Unprecedented growth in sensing, data capture devices, communication, and computing technologies have enabled us to capture and analyze almost every aspect of our lives. Such a prospect has resulted in the development of a myriad of applications in the cyber-physical systems, and the Internet of Things domain. While limitless possibilities exist, their realization has led to the grand challenge of designing a new class of systems that can provideseamless support for efficient and easier to program sensor-based applications. Furthermore, as sensor data processing often consists of complex compiled code, expensive machine learning, and signal processing code, systems that can scale to data generated by a myriad of interconnected sensors and devices embedded in the environment are needed.

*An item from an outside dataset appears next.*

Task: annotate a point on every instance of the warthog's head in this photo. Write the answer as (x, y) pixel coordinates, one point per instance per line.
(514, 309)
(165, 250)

This thesis presents TippersDB, a middleware system designed to build sensor-based smart space analytical applications. The intended goal of TippersDB is to ease the task of developing complex smart space applications, to develop an extensible system that allows diverse/heterogeneous sensors (with possibly overlapping functionalities) to co-exist and to be seamlessly integrated into the system without requiring application redesign, and to exploit the semantics of the physical world, as well as, sensor capabilities to optimize the applications. TippersDB provides a powerful data model that decouples semantic data about the application domain from sensor data using which the semantic data is derived. By supporting mechanisms to translate data, concepts, and queries between the two levels, TippersDB relieves the application developers from having to know or reason about either the type or location of sensors or write sensor specific code. In addition, it allows for multiple optimizations based on smart space semantics to improve query processing.
In particular, in this thesis, first we introduce the SmartBench benchmark that we developed to analyze the existing database technologies in terms of their strength/weaknesses and suitability in supporting IoT applications. Next, we introduce the TippersDB data model and describe its query-driven translation of sensor data. We then provide a summary of the system implementation and show a performance evaluation of TippersDB using IoT benchmark queries. This is followed by the description of the progressive query processing techniques used in TippersDB to reduce wait time for the users by providing them with early results. Finally, we highlight the benefits of TippersDB through a case study.